What audiences were privy to at the Carnegie Hall was, therefore, no ‘mere’ classical concert. It was a piece of history in the making. And it’s a testament to Williams’ artistic and intellectual capabilities that he is consistently able to exhibit fresh nuance and unexpected avenues during his live performances.
Above all else, the “Across the Stars” concert, showcasing the excellent playing of the renowned Philadelphia Orchestra, was a testament to Williams’ capacity for collaboration. As a composer for film, Williams routinely finds himself engaged in dialogue with directors, editors, producers and more, all of whom collaborate to ensure the best musical vision for the project.
“Across the Stars” continued Williams’ partnership with the esteemed violinist Anne-Sophie Mutter with whom he has worked, to acclaimed effect, on the two recent concerts with the Vienna Philharmonic.
In placing Mutter centre stage, Williams not only humbly ceded the spotlight but allowed a different side of his compositional personality to emerge. Williams sees himself first and foremost as a composer of music who primarily works in film.
However, his reputation as a composer for concertos stretches back to his pre-Star Wars days in the late 1960s, and this bracing, near-avant garde experimentalism has always sat alongside his more famous, crowd-pleasing endeavours.

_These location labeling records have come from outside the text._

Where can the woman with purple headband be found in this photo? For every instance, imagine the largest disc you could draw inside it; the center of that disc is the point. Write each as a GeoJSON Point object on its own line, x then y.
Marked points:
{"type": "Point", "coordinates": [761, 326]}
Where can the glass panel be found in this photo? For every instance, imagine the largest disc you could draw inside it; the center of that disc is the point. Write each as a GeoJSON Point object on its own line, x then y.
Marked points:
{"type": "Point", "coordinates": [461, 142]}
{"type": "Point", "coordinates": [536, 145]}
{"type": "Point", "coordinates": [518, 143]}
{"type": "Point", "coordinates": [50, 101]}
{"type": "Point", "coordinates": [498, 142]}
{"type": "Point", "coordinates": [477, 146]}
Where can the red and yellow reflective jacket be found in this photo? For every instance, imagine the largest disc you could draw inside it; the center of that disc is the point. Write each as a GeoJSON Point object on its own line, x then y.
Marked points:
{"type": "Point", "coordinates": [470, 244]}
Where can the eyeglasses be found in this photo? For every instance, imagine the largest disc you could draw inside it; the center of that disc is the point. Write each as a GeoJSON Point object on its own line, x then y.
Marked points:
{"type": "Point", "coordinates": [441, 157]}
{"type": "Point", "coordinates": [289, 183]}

The centrepiece of “Across the Stars” was Williams’ ‘Violin Concerto No. 2,’ composed specifically for Mutter and making its New York debut. The 35-minute long piece exhibited the long-standing influence of Igor Stravinsky on Williams’ work – the extended piece was, by turns, melancholic and fiercely turbulent, Mutter’s emphatic playing veering between dervish-stylish aggression and keening poignancy.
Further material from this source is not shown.